ABSTRACT: A New, Calibrated Thermal Model for the Idaho-Wyoming Thrust Belt

In the Idaho-Wyoming thrust belt, gravity-driven fluid flow was responsible for moving large amounts of heat from the depths of the Early Cretaceous foreland basin eastward toward the stable platform. In the process, isotherms were depressed in front of the Paris-Willard thrust 100-140 Ma and geothermal gradients were abnormally high along the eastern flank of the foredeep. The abnormally high heat flow along the eastern flank of the foredeep caused early and relatively shallow generation of hydrocarbons from the Permian Phosphoria Formation in that area.

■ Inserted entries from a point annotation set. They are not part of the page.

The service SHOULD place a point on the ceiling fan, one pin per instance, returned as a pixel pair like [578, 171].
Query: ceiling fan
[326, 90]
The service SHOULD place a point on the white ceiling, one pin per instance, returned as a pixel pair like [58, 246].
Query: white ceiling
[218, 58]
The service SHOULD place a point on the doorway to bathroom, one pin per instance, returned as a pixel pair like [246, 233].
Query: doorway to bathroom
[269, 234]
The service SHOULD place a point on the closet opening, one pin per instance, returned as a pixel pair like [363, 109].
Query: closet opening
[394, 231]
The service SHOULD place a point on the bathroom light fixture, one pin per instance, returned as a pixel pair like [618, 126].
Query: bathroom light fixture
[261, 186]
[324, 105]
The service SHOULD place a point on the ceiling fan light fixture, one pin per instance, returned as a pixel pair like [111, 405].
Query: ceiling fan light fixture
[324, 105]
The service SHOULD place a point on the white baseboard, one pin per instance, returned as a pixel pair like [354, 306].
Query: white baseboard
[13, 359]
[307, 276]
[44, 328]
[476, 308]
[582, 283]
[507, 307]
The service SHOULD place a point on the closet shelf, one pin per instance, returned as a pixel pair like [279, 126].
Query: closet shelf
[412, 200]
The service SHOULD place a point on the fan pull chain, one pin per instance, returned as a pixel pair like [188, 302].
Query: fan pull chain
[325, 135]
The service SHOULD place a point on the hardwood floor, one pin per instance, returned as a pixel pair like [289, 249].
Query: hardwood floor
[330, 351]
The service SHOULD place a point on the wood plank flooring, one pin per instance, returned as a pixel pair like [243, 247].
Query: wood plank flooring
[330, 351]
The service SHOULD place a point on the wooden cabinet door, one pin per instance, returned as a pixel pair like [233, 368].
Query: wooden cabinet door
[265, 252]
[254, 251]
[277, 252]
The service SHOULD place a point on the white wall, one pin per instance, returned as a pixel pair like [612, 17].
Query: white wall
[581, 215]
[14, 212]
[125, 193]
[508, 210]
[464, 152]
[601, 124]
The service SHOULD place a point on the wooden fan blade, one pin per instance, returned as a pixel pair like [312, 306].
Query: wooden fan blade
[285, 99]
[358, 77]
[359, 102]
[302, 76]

Development of the Crawford and Meade thrusts 80-90 Ma disrupted the Early Cretaceous hydrodynamic system, moving the locus of meteoric recharge eastward and causing sudden cooling of strata near the former center of the Early Cretaceous foreland. Although this hydrodynamic system continued to shift eastward as thrusting moved progressively eastward, its thermal impact decreased as the remaining foreland basin became shallower and narrower.

The new thermal model, calibrated with apatite fission track and organic maturation data, has significant implications for hydrocarbon exploration in thrust belts. The model suggests that the effect of fluid flow on temperature should not be ignored when reconstructing the thermal history of these complex areas. Areas of above-normal surface heat flow, within relatively short periods of time, can become regions of abnormally low surface heat flow. Depending upon the position of source rocks in the hydrodynamic system, this variability in heat flow can result in either earlier or later generation of hydrocarbons than normally would be expected when other process models are applied.

AAPG Search and Discovery Article #90993©1993 AAPG Rocky Mountain Section Meeting, Salt Lake City, Utah, September 12-15, 1993.